Cette guerre fragilise gravement l’économie carthaginoise et suscite une révolte des mercenaires en 240 av. J.-C. Les mercenaires africains et sardes, impayés et maltraités, se révoltent et assiègent plusieurs villes, y compris Utique et Bizerte. La « guerre inexpiable », racontée par Gustave Flaubert dans Salammbô, s’achève par une répression sanglante menée par Hamilcar Barca.
Deuxième Guerre Punique (218-201 av. J.-C.)
La défaite pousse Carthage à préparer sa revanche en se renforçant en Espagne sous l’égide d’Hamilcar Barca, qui y établit un État prospère et bien armé. En 221 av. J.-C., son fils Hannibal, formé dans les campements militaires et influencé par la culture grecque, accède au commandement et initie une stratégie audacieuse pour défaire Rome. En 218 av. J.-C., il prend Sagonte, une alliée de Rome, provoquant ainsi la deuxième guerre punique. Hannibal mène une expédition légendaire à travers les Alpes avec des éléphants de guerre, infligeant à Rome de lourdes défaites, notamment au lac Trasimène en 217 et à Cannes en 216.

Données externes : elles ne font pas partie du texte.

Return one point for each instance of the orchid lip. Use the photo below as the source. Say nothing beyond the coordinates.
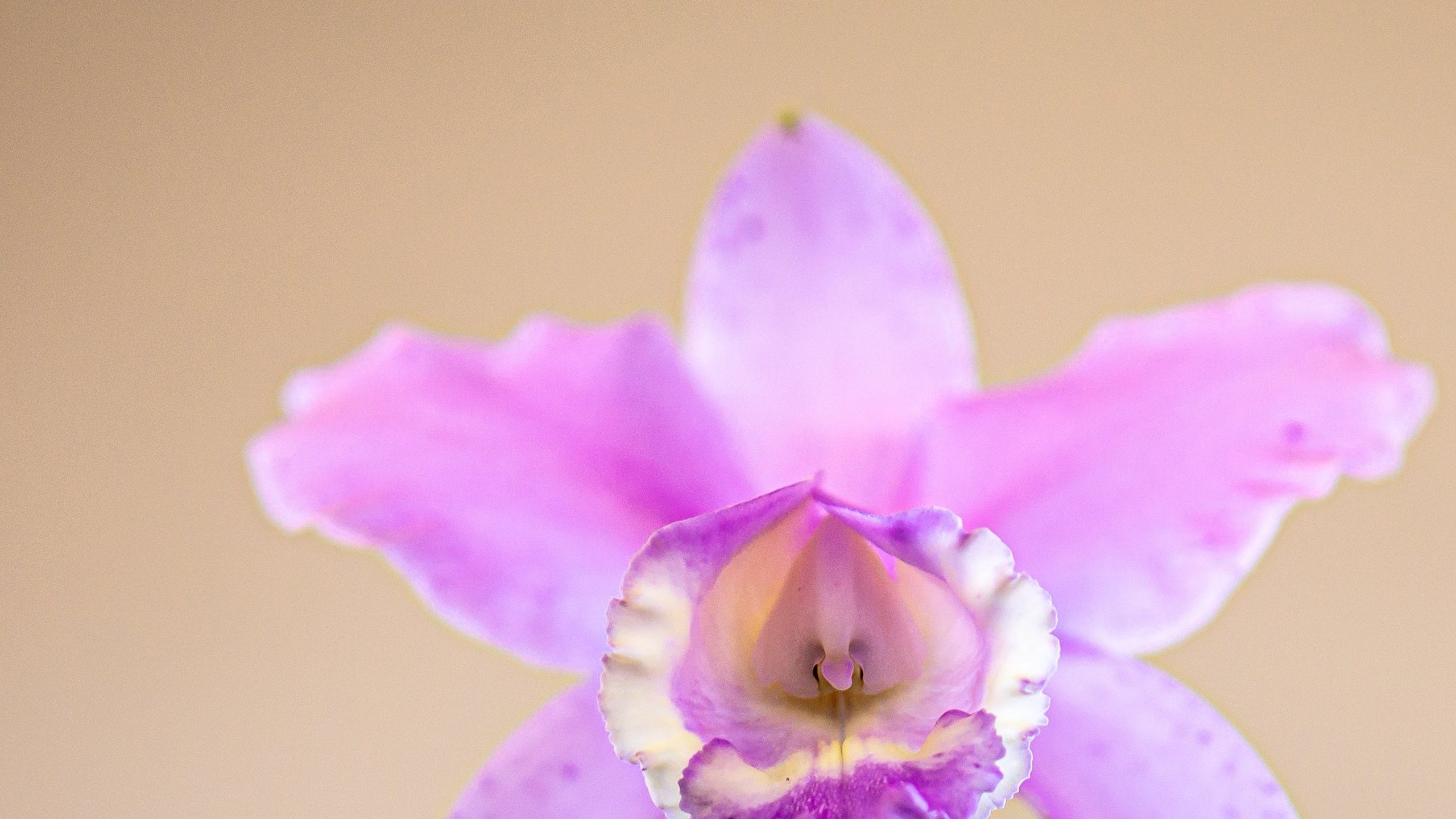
(838, 621)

Toutefois, Rome adopte une stratégie d’usure, attaquant les territoires carthaginois en Espagne et bloquant les renforts d’Hannibal, qui se retrouve isolé. En 201 av. J.-C., le général romain Scipion l'Africain, en alliance avec Masinissa, chef des Numides, vainc l'armée carthaginoise à la bataille de Zama en Afrique du Nord. Carthage est contrainte de signer une paix difficile, qui marque la fin de son empire en Méditerranée.

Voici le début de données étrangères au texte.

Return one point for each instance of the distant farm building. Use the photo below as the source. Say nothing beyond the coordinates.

Hannibal et les Dernières Années de Carthage
À son retour, Hannibal s’efforce de restaurer l’économie de Carthage, notamment par le développement des ressources agricoles, mais son opposition politique avec l'aristocratie carthaginoise le force à l'exil en 195 av. J.-C., où il finit par se suicider en 183. Pendant ce temps, Carthage parvient malgré tout à se redresser économiquement, mais son renouveau suscite l’hostilité de Rome.
Troisième Guerre Punique (149-146 av. J.-C.)
Sous l’influence de courants politiques extrémistes, Rome déclare en 149 av. J.-C. que Carthage doit être détruite. Le célèbre delenda est Carthago marque le début de la troisième guerre punique. Après trois années de siège, la ville est rasée en 146 av. J.-C., et ses habitants sont réduits en esclavage ou massacrés. La destruction de Carthage met fin à la civilisation punique en tant que puissance indépendante, mais ses influences culturelles et commerciales survivent sous la domination romaine.
Conclusion : Héritage et Influence Durable
Malgré sa défaite, Carthage laisse un héritage durable dans le monde méditerranéen. Son modèle économique basé sur le commerce transsaharien et maritime, ses innovations militaires, et son influence culturelle restent des contributions marquantes. La civilisation punique, bien qu’éclipsée par Rome, continue d’influencer la culture méditerranéenne, et sa mémoire reste vivante dans l’histoire et l’archéologie.